Most restaurants today no longer offer white zinfandel, but instead feature a sweet riesling or moscato by the glass. On one hand, they are trying to educate and help people develop a more-sophisticated palate. OK, fine. But on the other hand, what about the guest who just wants a stinkin’ glass of white zin? Do we think of them as so lowbrow that we aren’t willing to taint our wine list with something that could be perceived as amateur?
That leads us to the second problem facing not just wine professionals, but restaurant wine-buyers as well: It’s not about them. This was single-handedly the most important lesson I learned from the master sommelier guiding me: Just because I didn’t like a wine, that didn’t make it a bad wine. And just because I thought something was the greatest thing since canned milk, that did not mean everyone was going to share that same sentiment. Actually, anyone who knows me and my wine preferences will firmly agree that it is, in fact, often quite the opposite: It’s almost guaranteed that the wine I bring will be the least-favorite wine of the night. (That’s OK … more for me!) The point, as my master drilled into my head, was to look for quality—and take myself out of the equation. This is not easy to do, especially when the wine mantra du jour is “drink what you like.” Wine professionals need to remind themselves that this statement only holds true for the guest drinking the wine.

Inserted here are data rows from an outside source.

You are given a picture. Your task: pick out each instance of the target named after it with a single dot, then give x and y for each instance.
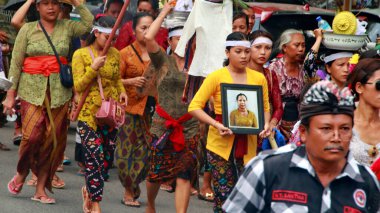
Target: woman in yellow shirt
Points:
(226, 166)
(98, 141)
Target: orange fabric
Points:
(131, 67)
(44, 65)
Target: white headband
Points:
(177, 32)
(246, 44)
(103, 30)
(262, 40)
(335, 56)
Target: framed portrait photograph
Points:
(242, 108)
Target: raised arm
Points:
(151, 44)
(18, 18)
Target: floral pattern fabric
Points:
(171, 82)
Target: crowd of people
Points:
(327, 112)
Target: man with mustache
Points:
(319, 176)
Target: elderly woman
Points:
(365, 83)
(336, 62)
(35, 73)
(176, 133)
(98, 141)
(290, 75)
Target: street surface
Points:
(69, 199)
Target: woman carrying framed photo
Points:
(228, 152)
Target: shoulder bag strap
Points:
(51, 43)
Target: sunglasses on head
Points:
(377, 84)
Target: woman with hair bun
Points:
(365, 84)
(227, 153)
(98, 142)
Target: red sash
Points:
(44, 65)
(176, 137)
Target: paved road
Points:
(69, 199)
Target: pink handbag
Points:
(111, 112)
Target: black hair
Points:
(104, 21)
(362, 72)
(259, 33)
(235, 36)
(241, 94)
(109, 2)
(240, 14)
(137, 17)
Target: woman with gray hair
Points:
(290, 75)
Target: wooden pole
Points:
(115, 27)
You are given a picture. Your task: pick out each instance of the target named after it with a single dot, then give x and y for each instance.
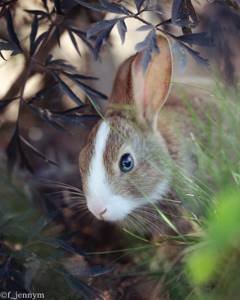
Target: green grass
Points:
(207, 265)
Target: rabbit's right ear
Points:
(146, 90)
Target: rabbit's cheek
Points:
(102, 202)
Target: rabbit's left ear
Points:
(150, 89)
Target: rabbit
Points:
(125, 165)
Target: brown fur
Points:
(137, 127)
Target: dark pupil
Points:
(126, 163)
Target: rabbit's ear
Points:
(146, 90)
(150, 89)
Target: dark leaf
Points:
(11, 32)
(36, 152)
(24, 160)
(12, 151)
(67, 90)
(95, 7)
(39, 40)
(76, 119)
(82, 35)
(57, 35)
(74, 42)
(183, 14)
(43, 94)
(102, 26)
(176, 9)
(145, 27)
(90, 92)
(57, 4)
(148, 46)
(59, 63)
(33, 34)
(6, 102)
(71, 110)
(122, 29)
(40, 13)
(1, 55)
(47, 116)
(113, 7)
(139, 4)
(76, 76)
(200, 39)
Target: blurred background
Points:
(50, 99)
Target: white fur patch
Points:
(99, 194)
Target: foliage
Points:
(30, 255)
(57, 17)
(197, 273)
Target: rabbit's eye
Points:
(126, 163)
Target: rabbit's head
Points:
(125, 163)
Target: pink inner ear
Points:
(139, 86)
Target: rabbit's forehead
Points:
(111, 138)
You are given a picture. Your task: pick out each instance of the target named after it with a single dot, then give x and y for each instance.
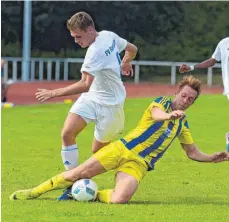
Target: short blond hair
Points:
(80, 20)
(191, 81)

This was single-handedly the most important lesson I learned from the master sommelier guiding me: Just because I didn’t like a wine, that didn’t make it a bad wine.

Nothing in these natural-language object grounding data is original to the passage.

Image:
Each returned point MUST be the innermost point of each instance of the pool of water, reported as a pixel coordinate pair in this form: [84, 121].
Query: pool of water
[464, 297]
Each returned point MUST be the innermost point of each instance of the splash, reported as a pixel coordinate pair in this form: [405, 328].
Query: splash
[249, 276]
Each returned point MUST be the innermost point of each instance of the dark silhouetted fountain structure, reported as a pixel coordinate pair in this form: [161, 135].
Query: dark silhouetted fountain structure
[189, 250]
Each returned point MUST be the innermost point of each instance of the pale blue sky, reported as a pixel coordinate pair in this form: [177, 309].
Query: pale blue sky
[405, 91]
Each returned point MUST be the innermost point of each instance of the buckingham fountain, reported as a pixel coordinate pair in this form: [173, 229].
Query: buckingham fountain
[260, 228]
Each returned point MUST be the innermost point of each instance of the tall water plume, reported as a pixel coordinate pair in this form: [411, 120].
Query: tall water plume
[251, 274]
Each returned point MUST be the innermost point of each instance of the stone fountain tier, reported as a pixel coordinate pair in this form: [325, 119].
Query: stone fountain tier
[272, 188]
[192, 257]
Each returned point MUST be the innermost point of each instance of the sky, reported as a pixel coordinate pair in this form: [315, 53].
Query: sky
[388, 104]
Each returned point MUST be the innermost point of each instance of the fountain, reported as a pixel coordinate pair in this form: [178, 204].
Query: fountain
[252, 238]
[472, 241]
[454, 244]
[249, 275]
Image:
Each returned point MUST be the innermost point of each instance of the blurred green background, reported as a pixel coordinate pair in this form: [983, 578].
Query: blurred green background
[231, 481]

So how do you overcome the fear associated with navigating a restaurant wine list? Short of having a sommelier on speed dial, these tips may help:
• Don’t fight it. Sometimes you have to go with the flow, and drink what the list-maker likes. For example, if there are 27 different chiantis on the list, and you’re in a Greek restaurant, it should be pretty clear what the buyer’s passion is. It may not have been your first choice, but you’ll end up with a darn good bottle of sangiovese.
• Know before you go. Many restaurants post their wine list on their website. Familiarize yourself with the selections in your price point. If a website isn’t available, call the restaurant ahead of time, and have a current list emailed to you. This can be invaluable if you are hosting a business dinner and don’t want to be put on the spot.
• Beware of the value pitfalls. Wines served by the glass and “house wines” are often of the poorest quality and carry the highest mark-up. Restaurants with integrity will choose wines by the glass that are beautiful examples of quality and value, but, alas, these are few and far in between.
• If it grows together, it goes together. Consider the restaurant you’re in, and order accordingly. In an Italian restaurant, have a Rosso di Montalcino. French cuisine on the itinerary? Look for a Cotes du Rhone or Languedoc. This also makes food-and-wine pairing a no-brainer.
• When in Rome: Just as you should consider the nationality of the restaurant, also consider the style and genre. Don’t order a sauvignon blanc in a steakhouse or a California cabernet in a seafood joint.
• ABC (otherwise known in the wine world as “anything but chardonnay/cabernet”): There’s a whole world of wine out there just waiting to be discovered. Some of the best wines out there are from Spain (like a tempranillo from La Rioja) and Argentina (the malbec grape is perfect with beef!).
One other tip involves the antiquated procedure of a server handing you the cork once it is pulled: Please don’t smell it. Don’t roll it around, squeeze it or put it to your ear. I assure you the cork is going to tell you nothing about the quality of the wine. I have pulled corks at times and found them to be completely saturated, and conversely, I’ve found them at times to be completely dried out—and not only was I pleasantly surprised, but blown away at how delicious the wines tasted. Had I relied on just the cork, I would have missed out on bliss. Proof is always in the pudding.